Unramified morphism

In algebraic geometry, an unramified morphism is a morphism $f:X\to Y$ of schemes such that (a) it is locally of finite presentation and (b) for each $x\in X$ and $y=f(x)$ , we have that

The residue field $k(x)$ is a separable algebraic extension of $k(y)$ .
$f^{\#}({\mathfrak {m}}_{y}){\mathcal {O}}_{x,X}={\mathfrak {m}}_{x},$ where $f^{\#}:{\mathcal {O}}_{y,Y}\to {\mathcal {O}}_{x,X}$ and ${\mathfrak {m}}_{y},{\mathfrak {m}}_{x}$ are maximal ideals of the local rings.

A flat unramified morphism is called an étale morphism. Less strongly, if $f$ satisfies the conditions when restricted to sufficiently small neighborhoods of $x$ and $y$ , then $f$ is said to be unramified near $x$ .

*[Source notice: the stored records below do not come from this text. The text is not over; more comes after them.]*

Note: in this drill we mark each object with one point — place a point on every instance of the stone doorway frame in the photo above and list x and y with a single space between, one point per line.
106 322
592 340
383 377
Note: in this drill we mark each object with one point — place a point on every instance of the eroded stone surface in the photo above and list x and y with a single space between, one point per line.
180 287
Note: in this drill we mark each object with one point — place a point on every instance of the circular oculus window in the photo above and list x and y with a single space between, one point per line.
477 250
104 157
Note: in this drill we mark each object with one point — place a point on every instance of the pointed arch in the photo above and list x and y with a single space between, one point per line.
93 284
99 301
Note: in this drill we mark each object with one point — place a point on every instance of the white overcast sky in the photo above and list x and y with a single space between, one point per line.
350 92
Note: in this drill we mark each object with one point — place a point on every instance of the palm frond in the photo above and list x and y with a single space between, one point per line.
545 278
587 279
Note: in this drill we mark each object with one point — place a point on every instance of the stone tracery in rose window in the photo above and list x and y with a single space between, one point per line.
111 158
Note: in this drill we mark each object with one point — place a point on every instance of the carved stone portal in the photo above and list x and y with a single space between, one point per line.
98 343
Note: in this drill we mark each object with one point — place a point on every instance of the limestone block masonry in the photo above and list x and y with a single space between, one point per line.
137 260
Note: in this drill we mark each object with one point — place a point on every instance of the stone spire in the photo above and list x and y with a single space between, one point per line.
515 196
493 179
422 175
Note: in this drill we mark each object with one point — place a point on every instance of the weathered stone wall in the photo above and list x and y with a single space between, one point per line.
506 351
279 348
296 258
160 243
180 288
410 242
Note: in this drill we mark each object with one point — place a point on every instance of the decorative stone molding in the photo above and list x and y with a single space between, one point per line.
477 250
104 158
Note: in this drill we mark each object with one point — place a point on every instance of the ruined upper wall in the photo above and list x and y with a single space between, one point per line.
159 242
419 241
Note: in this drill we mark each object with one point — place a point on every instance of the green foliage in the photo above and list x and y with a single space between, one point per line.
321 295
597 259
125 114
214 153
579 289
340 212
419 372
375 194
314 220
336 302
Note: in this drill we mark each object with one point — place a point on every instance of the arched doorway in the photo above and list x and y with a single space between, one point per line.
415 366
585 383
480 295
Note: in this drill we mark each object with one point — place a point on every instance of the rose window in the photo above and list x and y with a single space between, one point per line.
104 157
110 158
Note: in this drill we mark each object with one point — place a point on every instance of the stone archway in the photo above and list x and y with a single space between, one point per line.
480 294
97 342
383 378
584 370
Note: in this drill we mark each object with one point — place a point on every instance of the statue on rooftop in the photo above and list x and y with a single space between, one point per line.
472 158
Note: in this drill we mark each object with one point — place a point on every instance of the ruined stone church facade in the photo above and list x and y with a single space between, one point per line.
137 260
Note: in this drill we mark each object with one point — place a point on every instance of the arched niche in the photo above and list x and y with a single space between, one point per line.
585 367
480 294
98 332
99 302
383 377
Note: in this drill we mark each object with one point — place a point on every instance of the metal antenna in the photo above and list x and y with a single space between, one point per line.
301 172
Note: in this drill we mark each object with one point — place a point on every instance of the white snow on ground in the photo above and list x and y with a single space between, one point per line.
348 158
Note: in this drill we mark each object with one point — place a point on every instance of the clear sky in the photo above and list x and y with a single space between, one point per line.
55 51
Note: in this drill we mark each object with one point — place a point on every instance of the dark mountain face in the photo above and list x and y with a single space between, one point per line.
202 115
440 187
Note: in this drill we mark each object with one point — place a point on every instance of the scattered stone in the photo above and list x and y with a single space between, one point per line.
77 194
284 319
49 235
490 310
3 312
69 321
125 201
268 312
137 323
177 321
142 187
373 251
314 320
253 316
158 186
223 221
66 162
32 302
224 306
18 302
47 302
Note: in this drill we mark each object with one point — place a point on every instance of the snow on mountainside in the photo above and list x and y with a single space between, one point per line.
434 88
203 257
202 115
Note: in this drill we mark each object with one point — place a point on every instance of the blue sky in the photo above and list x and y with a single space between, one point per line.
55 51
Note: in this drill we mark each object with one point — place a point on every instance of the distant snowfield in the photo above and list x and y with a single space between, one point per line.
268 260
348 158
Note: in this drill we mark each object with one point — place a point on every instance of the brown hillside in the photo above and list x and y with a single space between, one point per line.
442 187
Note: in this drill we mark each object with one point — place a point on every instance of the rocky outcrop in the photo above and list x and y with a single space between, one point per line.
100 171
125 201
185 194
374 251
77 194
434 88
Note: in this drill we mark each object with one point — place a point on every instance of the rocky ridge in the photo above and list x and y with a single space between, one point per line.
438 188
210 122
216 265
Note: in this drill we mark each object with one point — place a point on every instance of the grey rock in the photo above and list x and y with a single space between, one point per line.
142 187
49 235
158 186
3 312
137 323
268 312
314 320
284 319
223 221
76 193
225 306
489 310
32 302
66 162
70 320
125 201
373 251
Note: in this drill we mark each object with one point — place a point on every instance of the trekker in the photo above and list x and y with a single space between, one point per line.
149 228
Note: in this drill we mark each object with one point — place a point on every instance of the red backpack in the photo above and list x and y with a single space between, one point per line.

Some authors prefer to use weaker conditions, in which case they call a morphism satisfying the above a G-unramified morphism.

Simple example edit

Let $A$ be a ring and B the ring obtained by adjoining an integral element to A; i.e., $B=A[t]/(F)$ for some monic polynomial F. Then $\operatorname {Spec} (B)\to \operatorname {Spec} (A)$ is unramified if and only if the polynomial F is separable (i.e., it and its derivative generate the unit ideal of $A[t]$ ).

Curve case edit

Let $f:X\to Y$ be a finite morphism between smooth connected curves over an algebraically closed field, P a closed point of X and $Q=f(P)$ . We then have the local ring homomorphism $f^{\#}:{\mathcal {O}}_{Q}\to {\mathcal {O}}_{P}$ where $({\mathcal {O}}_{Q},{\mathfrak {m}}_{Q})$ and $({\mathcal {O}}_{P},{\mathfrak {m}}_{P})$ are the local rings at Q and P of Y and X. Since ${\mathcal {O}}_{P}$ is a discrete valuation ring, there is a unique integer $e_{P}>0$ such that $f^{\#}({\mathfrak {m}}_{Q}){\mathcal {O}}_{P}={{\mathfrak {m}}_{P}}^{e_{P}}$ . The integer $e_{P}$ is called the ramification index of $P$ over $Q$ .^[1] Since $k(P)=k(Q)$ as the base field is algebraically closed, $f$ is unramified at $P$ (in fact, étale) if and only if $e_{P}=1$ . Otherwise, $f$ is said to be ramified at P and Q is called a branch point.